George Donovan: The first thing you teach them is to be selfless. And that’s hard because a lot of first-time managers are coming from being an individual contributors. And as an individual contributor, it’s often about yourself and your goal. Of course, you care about your teammates. But now as you step into leadership, you are second, your team is first, your team takes priority, your needs go to the backseat. That’s a hard transition to make for a lot of people, to not put themselves first and to check their ego at the door.
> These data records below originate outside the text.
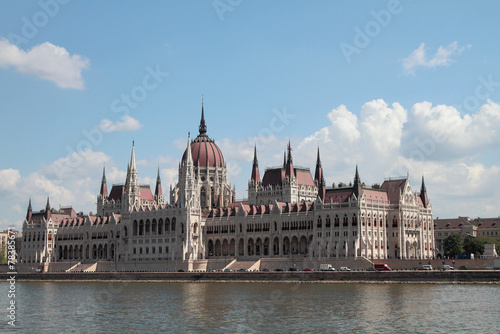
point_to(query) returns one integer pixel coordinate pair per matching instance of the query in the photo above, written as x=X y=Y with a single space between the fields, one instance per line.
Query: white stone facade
x=288 y=214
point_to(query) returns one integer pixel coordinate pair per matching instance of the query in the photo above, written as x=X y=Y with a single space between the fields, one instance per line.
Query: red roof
x=276 y=177
x=146 y=193
x=205 y=153
x=375 y=196
x=116 y=193
x=338 y=195
x=393 y=188
x=304 y=177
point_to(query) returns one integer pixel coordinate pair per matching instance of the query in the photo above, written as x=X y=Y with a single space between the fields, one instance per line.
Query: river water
x=161 y=307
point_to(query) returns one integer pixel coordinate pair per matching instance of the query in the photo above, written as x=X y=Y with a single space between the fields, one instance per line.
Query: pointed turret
x=158 y=191
x=255 y=168
x=104 y=188
x=132 y=183
x=289 y=171
x=319 y=178
x=47 y=209
x=132 y=159
x=203 y=126
x=30 y=212
x=357 y=186
x=423 y=194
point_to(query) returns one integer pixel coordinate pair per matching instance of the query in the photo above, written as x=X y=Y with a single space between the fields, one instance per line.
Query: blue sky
x=395 y=86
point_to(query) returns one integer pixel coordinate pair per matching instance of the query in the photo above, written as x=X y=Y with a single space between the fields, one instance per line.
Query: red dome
x=205 y=153
x=203 y=150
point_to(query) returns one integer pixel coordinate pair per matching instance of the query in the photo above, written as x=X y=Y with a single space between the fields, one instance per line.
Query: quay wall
x=492 y=276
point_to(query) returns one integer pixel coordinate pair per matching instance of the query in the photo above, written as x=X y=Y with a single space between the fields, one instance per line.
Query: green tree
x=475 y=245
x=453 y=245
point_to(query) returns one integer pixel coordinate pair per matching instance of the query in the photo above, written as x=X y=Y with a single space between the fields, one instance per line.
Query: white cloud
x=45 y=61
x=380 y=138
x=9 y=179
x=441 y=133
x=127 y=123
x=442 y=57
x=77 y=164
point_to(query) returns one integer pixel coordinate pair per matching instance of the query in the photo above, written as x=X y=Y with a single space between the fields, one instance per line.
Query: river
x=155 y=307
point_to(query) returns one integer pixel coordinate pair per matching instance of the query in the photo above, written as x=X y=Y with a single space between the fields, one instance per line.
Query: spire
x=158 y=190
x=132 y=159
x=132 y=182
x=357 y=184
x=104 y=189
x=289 y=171
x=47 y=209
x=255 y=167
x=423 y=194
x=318 y=174
x=189 y=155
x=203 y=126
x=30 y=210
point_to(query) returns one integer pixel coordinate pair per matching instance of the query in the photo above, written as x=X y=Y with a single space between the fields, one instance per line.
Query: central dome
x=204 y=151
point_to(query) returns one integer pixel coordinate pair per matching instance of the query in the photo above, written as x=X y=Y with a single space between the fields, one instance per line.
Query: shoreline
x=265 y=282
x=408 y=277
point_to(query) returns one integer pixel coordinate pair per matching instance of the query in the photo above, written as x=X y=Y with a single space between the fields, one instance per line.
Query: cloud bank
x=444 y=56
x=45 y=61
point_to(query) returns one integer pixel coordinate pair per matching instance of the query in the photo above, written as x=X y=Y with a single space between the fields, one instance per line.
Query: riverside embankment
x=431 y=276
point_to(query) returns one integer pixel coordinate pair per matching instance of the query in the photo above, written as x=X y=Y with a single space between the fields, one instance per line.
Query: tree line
x=456 y=244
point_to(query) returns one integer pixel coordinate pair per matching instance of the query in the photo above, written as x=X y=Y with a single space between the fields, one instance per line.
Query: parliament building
x=290 y=214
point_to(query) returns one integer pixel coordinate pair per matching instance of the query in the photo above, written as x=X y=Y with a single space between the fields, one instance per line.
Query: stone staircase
x=85 y=267
x=247 y=265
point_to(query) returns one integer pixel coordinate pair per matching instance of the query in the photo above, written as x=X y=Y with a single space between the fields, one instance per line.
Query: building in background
x=488 y=227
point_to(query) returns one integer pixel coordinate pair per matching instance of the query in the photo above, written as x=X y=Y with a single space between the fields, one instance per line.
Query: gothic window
x=134 y=228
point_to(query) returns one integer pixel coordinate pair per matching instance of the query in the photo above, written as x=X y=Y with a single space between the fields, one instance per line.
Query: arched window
x=153 y=226
x=141 y=227
x=160 y=226
x=134 y=228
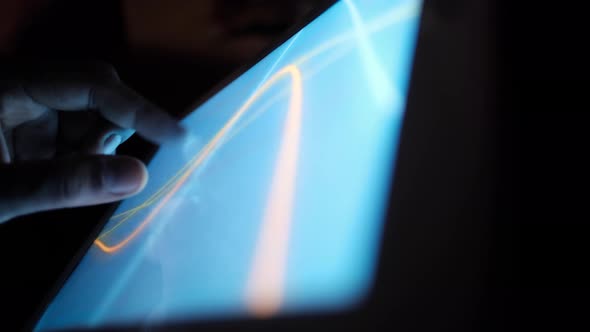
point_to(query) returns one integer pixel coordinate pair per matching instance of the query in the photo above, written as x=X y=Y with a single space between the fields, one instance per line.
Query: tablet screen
x=276 y=202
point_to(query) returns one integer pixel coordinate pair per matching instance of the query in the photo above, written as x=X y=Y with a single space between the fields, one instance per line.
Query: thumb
x=46 y=185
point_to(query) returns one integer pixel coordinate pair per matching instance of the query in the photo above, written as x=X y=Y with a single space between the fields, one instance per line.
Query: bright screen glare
x=276 y=202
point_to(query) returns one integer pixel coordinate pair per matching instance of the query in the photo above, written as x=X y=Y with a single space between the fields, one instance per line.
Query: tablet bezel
x=283 y=321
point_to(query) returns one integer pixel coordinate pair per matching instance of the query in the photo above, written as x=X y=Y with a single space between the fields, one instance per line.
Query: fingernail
x=124 y=176
x=112 y=143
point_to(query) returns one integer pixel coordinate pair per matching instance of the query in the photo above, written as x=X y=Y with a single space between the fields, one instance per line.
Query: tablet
x=275 y=203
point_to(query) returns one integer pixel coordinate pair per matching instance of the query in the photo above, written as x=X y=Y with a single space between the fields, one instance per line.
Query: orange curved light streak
x=290 y=129
x=400 y=13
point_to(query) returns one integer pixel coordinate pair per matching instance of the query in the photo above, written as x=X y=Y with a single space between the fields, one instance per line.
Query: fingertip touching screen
x=276 y=202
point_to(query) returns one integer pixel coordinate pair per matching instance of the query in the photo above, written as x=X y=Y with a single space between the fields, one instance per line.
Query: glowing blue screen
x=276 y=202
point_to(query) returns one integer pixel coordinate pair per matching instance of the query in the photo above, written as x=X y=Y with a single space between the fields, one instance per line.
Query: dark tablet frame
x=445 y=44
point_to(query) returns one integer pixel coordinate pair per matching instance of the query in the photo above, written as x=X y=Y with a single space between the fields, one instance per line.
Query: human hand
x=58 y=134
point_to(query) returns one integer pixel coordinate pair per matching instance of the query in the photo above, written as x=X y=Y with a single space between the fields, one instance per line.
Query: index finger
x=114 y=100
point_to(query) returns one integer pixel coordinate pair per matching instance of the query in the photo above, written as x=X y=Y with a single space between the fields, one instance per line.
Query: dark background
x=515 y=256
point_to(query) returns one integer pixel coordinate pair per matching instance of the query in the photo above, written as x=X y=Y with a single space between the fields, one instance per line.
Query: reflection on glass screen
x=276 y=202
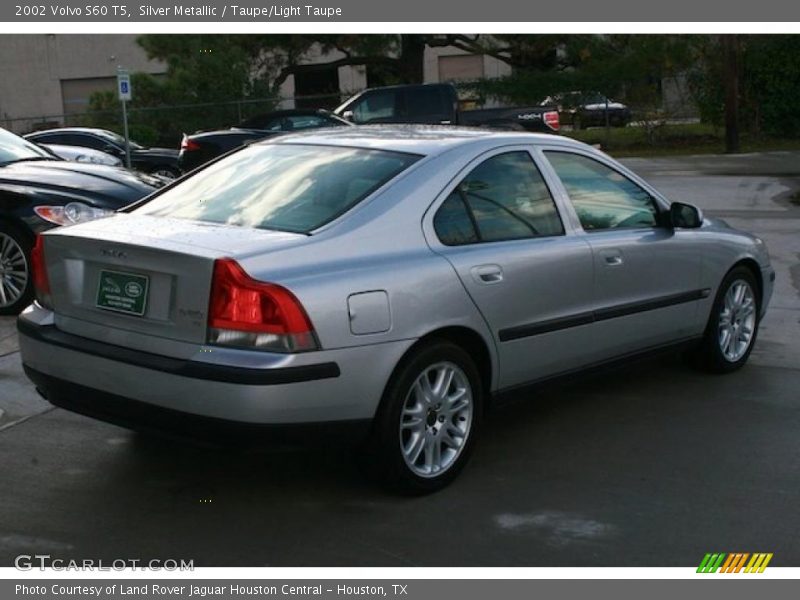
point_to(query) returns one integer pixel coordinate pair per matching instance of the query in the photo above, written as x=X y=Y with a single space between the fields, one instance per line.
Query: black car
x=156 y=161
x=588 y=109
x=39 y=191
x=439 y=104
x=200 y=147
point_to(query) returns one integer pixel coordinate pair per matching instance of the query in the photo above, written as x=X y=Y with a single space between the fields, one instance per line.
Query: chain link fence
x=164 y=125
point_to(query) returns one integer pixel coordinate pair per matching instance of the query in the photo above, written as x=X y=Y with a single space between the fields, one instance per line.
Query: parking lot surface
x=651 y=464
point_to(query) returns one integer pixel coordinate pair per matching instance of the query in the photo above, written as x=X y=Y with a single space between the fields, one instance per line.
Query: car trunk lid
x=143 y=275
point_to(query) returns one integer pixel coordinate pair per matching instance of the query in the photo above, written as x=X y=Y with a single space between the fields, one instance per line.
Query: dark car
x=201 y=147
x=438 y=104
x=156 y=161
x=39 y=191
x=588 y=109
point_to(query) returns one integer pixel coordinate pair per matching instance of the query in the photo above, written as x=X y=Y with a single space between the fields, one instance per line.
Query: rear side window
x=503 y=198
x=375 y=107
x=426 y=101
x=286 y=187
x=602 y=197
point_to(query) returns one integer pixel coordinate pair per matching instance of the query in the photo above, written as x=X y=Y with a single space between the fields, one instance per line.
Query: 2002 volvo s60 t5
x=393 y=277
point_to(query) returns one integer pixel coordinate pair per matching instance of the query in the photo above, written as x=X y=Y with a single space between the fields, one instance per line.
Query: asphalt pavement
x=651 y=464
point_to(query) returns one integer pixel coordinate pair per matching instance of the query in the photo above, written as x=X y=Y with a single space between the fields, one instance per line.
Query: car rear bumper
x=105 y=380
x=150 y=418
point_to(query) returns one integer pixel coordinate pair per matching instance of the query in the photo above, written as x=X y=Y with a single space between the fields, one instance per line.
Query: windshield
x=14 y=148
x=116 y=138
x=286 y=187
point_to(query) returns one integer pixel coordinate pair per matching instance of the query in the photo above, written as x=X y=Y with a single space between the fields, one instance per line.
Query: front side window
x=503 y=198
x=287 y=187
x=602 y=197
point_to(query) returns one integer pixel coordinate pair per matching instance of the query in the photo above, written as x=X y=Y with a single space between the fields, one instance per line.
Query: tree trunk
x=730 y=50
x=412 y=58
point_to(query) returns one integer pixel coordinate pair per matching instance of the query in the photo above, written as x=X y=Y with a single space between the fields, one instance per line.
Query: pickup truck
x=437 y=103
x=433 y=103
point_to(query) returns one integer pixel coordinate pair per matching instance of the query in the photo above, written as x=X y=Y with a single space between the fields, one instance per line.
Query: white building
x=44 y=77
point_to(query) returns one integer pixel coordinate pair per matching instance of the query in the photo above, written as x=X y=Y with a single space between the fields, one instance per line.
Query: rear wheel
x=428 y=421
x=16 y=286
x=733 y=324
x=166 y=171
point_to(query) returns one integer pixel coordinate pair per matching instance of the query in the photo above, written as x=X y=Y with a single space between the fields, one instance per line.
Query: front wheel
x=16 y=286
x=733 y=324
x=428 y=420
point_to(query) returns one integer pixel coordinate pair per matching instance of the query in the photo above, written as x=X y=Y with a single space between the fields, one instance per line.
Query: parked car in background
x=390 y=280
x=202 y=146
x=437 y=103
x=588 y=109
x=39 y=191
x=156 y=161
x=80 y=154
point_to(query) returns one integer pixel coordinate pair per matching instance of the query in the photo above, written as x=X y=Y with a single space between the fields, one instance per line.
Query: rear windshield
x=286 y=187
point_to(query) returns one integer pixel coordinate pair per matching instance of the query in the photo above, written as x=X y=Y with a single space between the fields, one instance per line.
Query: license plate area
x=122 y=292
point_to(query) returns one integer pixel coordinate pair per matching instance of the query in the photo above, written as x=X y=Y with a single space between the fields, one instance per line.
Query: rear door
x=529 y=275
x=647 y=284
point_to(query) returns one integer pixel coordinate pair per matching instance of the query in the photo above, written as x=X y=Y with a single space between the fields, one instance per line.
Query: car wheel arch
x=751 y=265
x=466 y=338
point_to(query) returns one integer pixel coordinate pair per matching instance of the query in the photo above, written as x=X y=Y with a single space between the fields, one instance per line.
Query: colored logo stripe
x=734 y=562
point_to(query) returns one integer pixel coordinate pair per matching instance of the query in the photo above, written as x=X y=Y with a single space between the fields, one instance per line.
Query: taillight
x=41 y=283
x=189 y=144
x=247 y=313
x=551 y=120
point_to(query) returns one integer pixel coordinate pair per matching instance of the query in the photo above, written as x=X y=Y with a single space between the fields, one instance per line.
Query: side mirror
x=113 y=150
x=685 y=216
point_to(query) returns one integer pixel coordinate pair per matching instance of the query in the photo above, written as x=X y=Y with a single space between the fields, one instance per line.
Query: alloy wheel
x=436 y=419
x=13 y=270
x=737 y=320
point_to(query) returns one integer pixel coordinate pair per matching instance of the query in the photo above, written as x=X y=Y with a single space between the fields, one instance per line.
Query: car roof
x=427 y=140
x=94 y=130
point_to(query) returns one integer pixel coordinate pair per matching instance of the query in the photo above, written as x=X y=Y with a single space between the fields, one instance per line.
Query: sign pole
x=125 y=133
x=124 y=93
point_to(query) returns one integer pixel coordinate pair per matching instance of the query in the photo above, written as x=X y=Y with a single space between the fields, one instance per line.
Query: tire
x=16 y=283
x=732 y=325
x=166 y=171
x=398 y=433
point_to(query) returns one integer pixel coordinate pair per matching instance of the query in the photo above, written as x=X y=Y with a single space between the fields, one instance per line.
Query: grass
x=674 y=139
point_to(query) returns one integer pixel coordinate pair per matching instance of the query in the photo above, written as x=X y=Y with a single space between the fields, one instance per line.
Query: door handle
x=487 y=274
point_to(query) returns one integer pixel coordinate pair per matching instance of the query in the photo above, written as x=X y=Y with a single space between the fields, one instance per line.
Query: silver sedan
x=394 y=281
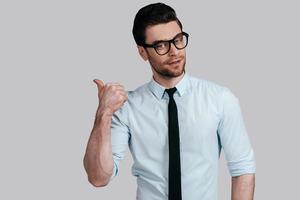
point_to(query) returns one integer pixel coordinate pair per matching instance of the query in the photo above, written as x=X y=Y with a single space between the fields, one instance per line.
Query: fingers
x=99 y=84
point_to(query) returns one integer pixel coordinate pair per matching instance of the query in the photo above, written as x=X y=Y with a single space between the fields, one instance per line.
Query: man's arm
x=98 y=160
x=237 y=148
x=242 y=187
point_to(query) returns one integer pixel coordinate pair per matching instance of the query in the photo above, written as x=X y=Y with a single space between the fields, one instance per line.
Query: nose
x=173 y=50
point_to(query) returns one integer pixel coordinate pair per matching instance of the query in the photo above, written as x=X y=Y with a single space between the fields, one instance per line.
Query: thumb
x=99 y=84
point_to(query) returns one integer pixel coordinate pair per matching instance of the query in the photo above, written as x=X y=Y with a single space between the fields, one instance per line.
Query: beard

The other is take off the superhero cape, you’ve probably heard this or seen this before. But you’ve got great sellers, who then become managers. And they continue to want to be great sellers, and they want to swoop in with their cape on and better their salespeople and sell for their salespeople. So they’re not teaching the salespeople and coaching the salespeople how to sell better, they’re actually doing it for them. Now, you have to do a little bit of that. But I see that as a huge mistake for first-time leaders and first-time managers – selling for people instead of empowering them to sell.
I think there are points in time where we all have to jump in and bail out a seller, as managers and as leaders, but it happens way too often. It all comes back to company culture, and the type of organization you want to run. And teaching people to play the long game. Not looking for that quick sugar high. Not thinking myopically about making each month’s number, but really building a team for the long run. Ingraining that into people from day one, so that they understand that it’s okay to fail. It’s okay to make mistakes, you’re playing the long game. If you miss a month, a quarter, or two, it’s okay, so long as we’re building for the long term. That’s a big part of our culture at Allego.
How Sales Has Changed [14:23]
Sam Jacobs: Do you think sales has changed since you started doing it? What’s your point of view? So much technology has entered the sales space, have the core elements of selling evolved or shifted, and if so, how? What have you seen change over the last, you know, 25-30 years?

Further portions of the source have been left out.